Audition continues that shift away from the idea of the public sphere as a place where people can understand themselves. There’s a sense that the greatest revelations take place deep within the private life—in places so buried that they can be accessed only through secrecy, delusion, or pretense. The most affecting moment in the novel comes when the narrator recalls the time during her marriage to Tomas when she got pregnant. She was openly ambivalent about continuing the pregnancy, and Tomas made clear that he would support whatever she decided. When she miscarried a few weeks later, she was relieved. But one day she found a pregnancy app on Tomas’s phone. The app, with its cutesy depictions of the fetus’s size week by week (your baby is the size of blackberry, of a kumquat, etc.), revealed a whole world of anticipation he had been privately living in, taking care not to press his excitement on her but already beginning his own transformation into a father-to-be. The “euphoria that now accompanied him everywhere, inconvenient and irrepressible,” has an almost devastating effect on the narrator—to think that she failed to notice this surge of emotion—and it makes him briefly a stranger to her.
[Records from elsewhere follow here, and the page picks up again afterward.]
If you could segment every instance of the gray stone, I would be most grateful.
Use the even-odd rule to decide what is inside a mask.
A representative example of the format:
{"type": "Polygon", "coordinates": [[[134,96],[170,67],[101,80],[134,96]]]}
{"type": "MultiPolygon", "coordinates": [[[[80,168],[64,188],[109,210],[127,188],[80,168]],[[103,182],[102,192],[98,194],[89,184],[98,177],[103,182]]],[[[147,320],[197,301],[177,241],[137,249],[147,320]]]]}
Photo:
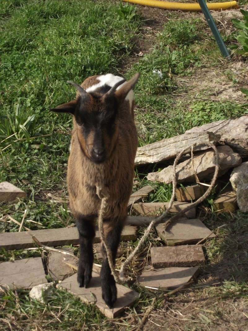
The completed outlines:
{"type": "Polygon", "coordinates": [[[25,198],[27,194],[20,188],[8,182],[0,183],[0,202],[14,201],[25,198]]]}
{"type": "MultiPolygon", "coordinates": [[[[228,169],[237,166],[241,163],[240,157],[229,146],[220,146],[217,149],[220,156],[219,175],[223,175],[228,169]]],[[[214,151],[209,150],[199,152],[194,155],[193,159],[194,168],[199,179],[211,179],[215,169],[214,151]]],[[[178,165],[176,172],[178,183],[195,181],[191,159],[178,165]]],[[[172,181],[173,175],[173,166],[169,166],[162,171],[150,172],[147,178],[149,180],[169,184],[172,181]]]]}
{"type": "Polygon", "coordinates": [[[233,189],[236,191],[239,209],[248,212],[248,162],[234,168],[230,178],[233,189]]]}
{"type": "Polygon", "coordinates": [[[186,133],[212,132],[220,135],[218,144],[228,145],[242,157],[248,156],[248,116],[193,127],[186,133]]]}
{"type": "Polygon", "coordinates": [[[47,301],[54,286],[54,282],[36,285],[30,290],[29,297],[31,299],[44,304],[47,301]]]}
{"type": "Polygon", "coordinates": [[[161,162],[175,157],[180,152],[194,144],[194,151],[206,149],[206,144],[217,142],[220,136],[208,132],[184,133],[168,139],[139,147],[135,160],[135,166],[161,162]]]}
These layers of consciousness make Audition feel like a much denser novel than a study of three characters might otherwise be: each of the three is quietly several different people at once. And though they are, as Dwight Garner remarked, the kind of “glamorous,” “well-appointed” individuals who populate so many well-turned literary novels, Kitamura makes them unfamiliar in new, unexpected ways; the smallest private thought or action can thoroughly change what they’re capable of feeling and doing. We don’t—can’t—know them at all.